Many of us exist in a working culture where there’s an immense pressure to be ‘always on’, responding to emails round the clock and working late into the night – particularly if (like me) you’re self-employed or run your own business, which means that a lot of the time the buck stops with you.
I’d go so far as to say that we’ve almost begun to fetishise the idea of being ‘busy’ as a slightly perverse badge of honour, competitively proclaiming how overstretched we are to anyone who’ll listen, whilst secretly assuming being ‘busy’ means we must be doing well on the work front. Think about the friend who cancels Thursday night drinks for the third time in a row because she’s “absolutely slammed” at work, or the colleague who still hasn’t replied to your urgent email because “things are just soooo busy right now”. The Cult of Busy is here to stay.
And I say all of this without judgement because, confession: I’ve been that person (and occasionally still am). There’ve been more than a few times where I’ve over-scheduled, overcommitted, and overstretched myself – but being completely overworked is a terrible starting point from which to run a business, and over time I’ve learned to prioritise my downtime as highly as I do reaching inbox zero (overrated) or making it to yet another networking event when all I really want to do is sleep.
Here are a few habits I’ve adopted as part of my day-to-day life to help me achieve that all-important work/life balance…
Establish some boundaries
Carving out some personal space outside of the work you do is crucial, so think consciously about where you want to draw the line between the personal and the professional, and create a few rules that help you do that. They could be anything from not replying to emails in the evenings or at weekends, to keeping your Facebook friend list a work-free zone (which is where I personally draw the line). Whatever they are, once you’ve put these boundaries in place it’s up to you to respect them, thereby sending the message to other people that they’re not up for negotiation.
Know your limits
While I’m always up for a challenge on the work front, I’m very mindful of biting off more than I can chew and always consider new requests in the context of existing commitments and deadlines. Particularly for those of us who are self-employed, it’s often better to say no and maintain a good relationship with a potential client or employer as opposed to delivering work that’s rushed or half-assed, and risk damaging the relationship for good. There’s always next time.

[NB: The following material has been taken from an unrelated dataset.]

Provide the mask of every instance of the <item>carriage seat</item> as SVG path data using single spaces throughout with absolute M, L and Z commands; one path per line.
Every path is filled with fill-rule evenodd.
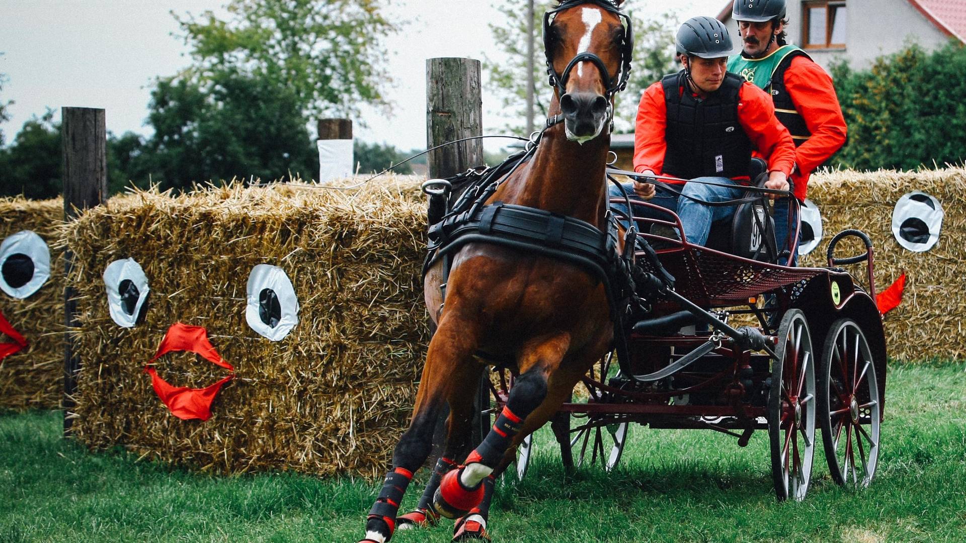
M 749 177 L 756 186 L 764 186 L 768 181 L 768 166 L 765 161 L 758 157 L 752 158 Z M 749 191 L 742 197 L 755 195 L 759 194 Z M 775 222 L 770 214 L 768 197 L 764 194 L 760 196 L 757 201 L 740 204 L 731 216 L 712 222 L 705 246 L 735 256 L 777 264 L 779 253 L 775 240 Z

Human beings are social creatures – we need regular social interaction to stay happy and sane, so be sure to schedule in regular down time with friends to stop yourself from getting into a funk. If you’re a freelancer who usually works solo, team up with a fellow freelance friend and pick one day a week to work together. Being self-employed can often feel like a solitary endeavour, but that doesn’t mean you have to go through it alone.
My personal favourite: rewarding myself for a job well done! Whether that’s an afternoon with a stack of fresh magazines, a cute manicure, or a relaxing weekend away, never underestimate the power of some straight-up indulgence to boost your spirits and get you revved up to work.
Say ‘no’ more often
The word ‘no’ is one of the most powerful tools in your arsenal when it comes to protecting your time and energy. Not all requests or opportunities are created equal, and stretching yourself too thin in an attempt to accommodate every request that comes your way is a sure-fire way to make everyone happy except yourself – and that’s if you manage to fulfil all of your obligations.
Whenever your inner people-pleaser gives you a hard time over saying no to someone, or you’re tempted to say yes to something because you feel too awkward about the alternative, try to remind yourself of what’s really on the line. The opportunity cost of saying ‘yes’ when you really ought to say ‘no’ is time that could be spent doing other more fruitful work (or y’know, relaxing). Weighing up what you’re sacrificing in order to make room for superfluous requests can be pretty damn motivating.